As we prepare to embark on a new round of testing for our GPU Hierarchy, we want to give Tom’s Hardware Premium subscribers a deep dive into our thinking and methods as results from this testing begin to feed into our Bench database, as well as a test plan that will show you what data to expect and when. This article will help you interpret our game testing results and understand why we test the way we do.
Our task for the first half of this year has sadly been made easier by the fact that neither Nvidia nor AMD nor Intel introduced new discrete gaming graphics cards at CES 2026. Historically, we would have expected an RTX 50 Super-series mid-cycle refresh from Nvidia at the very least, but the insatiable maw of AI demand has apparently dashed any launch plans for new consumer GPUs in favor of data center AI accelerators with incomparably higher margins.
Upscaling and framegen matter more than ever, but we’re leaving them out
The biggest question we had to wrestle with when devising our 2026 test plan was whether to include upscaling in the GPU Hierarchy by default.

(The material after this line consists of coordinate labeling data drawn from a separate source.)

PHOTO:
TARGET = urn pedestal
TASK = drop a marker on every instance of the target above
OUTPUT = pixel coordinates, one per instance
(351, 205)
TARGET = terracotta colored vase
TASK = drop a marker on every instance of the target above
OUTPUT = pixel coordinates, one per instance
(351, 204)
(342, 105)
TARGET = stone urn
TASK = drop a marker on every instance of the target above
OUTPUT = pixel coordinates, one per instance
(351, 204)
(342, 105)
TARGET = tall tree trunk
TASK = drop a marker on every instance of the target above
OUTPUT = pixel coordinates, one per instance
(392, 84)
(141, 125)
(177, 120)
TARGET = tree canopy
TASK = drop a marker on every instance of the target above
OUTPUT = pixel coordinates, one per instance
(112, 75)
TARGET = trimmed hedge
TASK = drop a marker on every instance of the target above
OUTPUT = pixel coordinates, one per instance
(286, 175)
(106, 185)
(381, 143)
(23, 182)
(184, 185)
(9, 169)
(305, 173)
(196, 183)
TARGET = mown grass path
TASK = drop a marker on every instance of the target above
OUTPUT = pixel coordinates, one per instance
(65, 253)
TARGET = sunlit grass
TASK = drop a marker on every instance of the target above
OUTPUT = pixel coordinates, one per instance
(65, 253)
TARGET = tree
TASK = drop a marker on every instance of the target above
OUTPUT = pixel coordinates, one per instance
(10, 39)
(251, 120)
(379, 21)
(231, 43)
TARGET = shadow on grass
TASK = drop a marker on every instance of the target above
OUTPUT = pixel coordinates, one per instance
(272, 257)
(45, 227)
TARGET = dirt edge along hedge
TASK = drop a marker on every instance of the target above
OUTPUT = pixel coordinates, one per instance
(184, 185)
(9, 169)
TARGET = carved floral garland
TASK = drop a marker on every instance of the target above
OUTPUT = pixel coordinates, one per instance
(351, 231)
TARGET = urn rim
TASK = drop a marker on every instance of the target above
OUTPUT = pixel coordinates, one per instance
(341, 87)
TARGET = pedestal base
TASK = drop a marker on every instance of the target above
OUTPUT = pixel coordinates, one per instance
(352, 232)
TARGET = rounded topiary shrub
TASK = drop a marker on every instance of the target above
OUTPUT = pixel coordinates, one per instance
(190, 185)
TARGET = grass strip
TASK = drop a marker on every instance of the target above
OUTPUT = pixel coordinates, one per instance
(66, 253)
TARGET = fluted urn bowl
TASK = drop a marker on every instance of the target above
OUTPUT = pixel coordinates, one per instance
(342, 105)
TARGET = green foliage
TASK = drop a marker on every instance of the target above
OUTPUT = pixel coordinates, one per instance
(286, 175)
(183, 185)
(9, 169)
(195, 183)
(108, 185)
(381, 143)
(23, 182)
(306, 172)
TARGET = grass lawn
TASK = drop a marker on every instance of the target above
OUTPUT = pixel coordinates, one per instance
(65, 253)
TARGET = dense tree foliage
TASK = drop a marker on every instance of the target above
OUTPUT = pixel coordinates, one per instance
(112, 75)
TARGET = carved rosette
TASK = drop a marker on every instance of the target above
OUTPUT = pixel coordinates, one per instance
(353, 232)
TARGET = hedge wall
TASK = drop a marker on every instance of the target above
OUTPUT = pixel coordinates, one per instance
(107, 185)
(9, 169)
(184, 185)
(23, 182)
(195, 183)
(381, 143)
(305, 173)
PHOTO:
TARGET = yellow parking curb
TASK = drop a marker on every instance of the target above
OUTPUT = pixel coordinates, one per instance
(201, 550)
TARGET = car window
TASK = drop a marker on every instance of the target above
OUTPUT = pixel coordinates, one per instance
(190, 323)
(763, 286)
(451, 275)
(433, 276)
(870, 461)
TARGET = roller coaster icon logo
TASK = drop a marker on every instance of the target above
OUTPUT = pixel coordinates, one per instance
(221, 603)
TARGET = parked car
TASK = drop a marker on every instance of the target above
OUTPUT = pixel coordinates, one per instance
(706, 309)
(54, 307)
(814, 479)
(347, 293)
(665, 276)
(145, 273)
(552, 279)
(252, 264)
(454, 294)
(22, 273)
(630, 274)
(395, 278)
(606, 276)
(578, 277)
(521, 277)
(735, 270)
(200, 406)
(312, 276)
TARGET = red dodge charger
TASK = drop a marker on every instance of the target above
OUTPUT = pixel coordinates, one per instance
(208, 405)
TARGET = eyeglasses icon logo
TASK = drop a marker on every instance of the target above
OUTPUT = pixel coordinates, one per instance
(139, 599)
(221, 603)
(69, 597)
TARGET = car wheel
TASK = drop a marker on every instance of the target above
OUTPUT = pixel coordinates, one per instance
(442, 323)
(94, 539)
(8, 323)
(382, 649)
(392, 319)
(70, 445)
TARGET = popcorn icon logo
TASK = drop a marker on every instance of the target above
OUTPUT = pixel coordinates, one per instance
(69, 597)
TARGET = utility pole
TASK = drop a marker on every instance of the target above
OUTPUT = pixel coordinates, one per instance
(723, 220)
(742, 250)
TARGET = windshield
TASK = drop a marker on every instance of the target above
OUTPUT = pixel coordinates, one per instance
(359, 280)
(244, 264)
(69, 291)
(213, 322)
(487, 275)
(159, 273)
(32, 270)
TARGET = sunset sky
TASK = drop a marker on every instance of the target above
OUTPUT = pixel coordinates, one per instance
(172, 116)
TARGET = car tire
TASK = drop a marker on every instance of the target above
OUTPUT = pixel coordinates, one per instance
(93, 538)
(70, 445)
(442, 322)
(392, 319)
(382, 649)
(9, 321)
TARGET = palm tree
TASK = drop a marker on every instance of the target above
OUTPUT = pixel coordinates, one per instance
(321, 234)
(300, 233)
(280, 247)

Upscalers are no longer a crutch that trades visual fidelity for a large performance boost, as they once were. Especially with the advent of Nvidia’s DLSS version 4.5 release, we are closer than ever to one of the few unconditional wins of the AI era: free performance, lower fixed resource usage, and better-than-native image quality.
For all that, we’ve still decided against enabling DLSS, FSR, and XeSS for our testing. We’re trying to exclude as many variables as possible (like CPU scaling) from what is meant to be a direct performance comparison between graphics cards. Not every upscaler produces the same output image quality, not every game implements every upscaler from every vendor, and not every card can run the same upscaling models.
Even as DLSS 4.5 generates impeccable output frames, AMD’s FSR 4 can’t match its image quality, and FSR 4 only officially runs on certain Radeons. Older cards can only take advantage of FSR 3.x and earlier, which are cross-compatible across graphics cards from any vendor but don’t benefit from AI-enhanced architectures. Intel’s XeSS uses AI models of various fidelity in both its Arc-friendly and cross-vendor approaches, but its image quality also isn’t on par with DLSS, and it’s not in every game.
With all that in mind, even if we test Nvidia, AMD, and Intel graphics cards at the same input resolution before upscaling, we’re getting “Nvidia frames,” “AMD frames,” and “Intel frames” out the other end, which adds a layer of undesirable complexity to our analysis.
We want the GPU Hierarchy and Bench to be as clean and simple a representation of comparative performance between graphics cards as possible, so we’re excluding the variables introduced by upscaling from our data.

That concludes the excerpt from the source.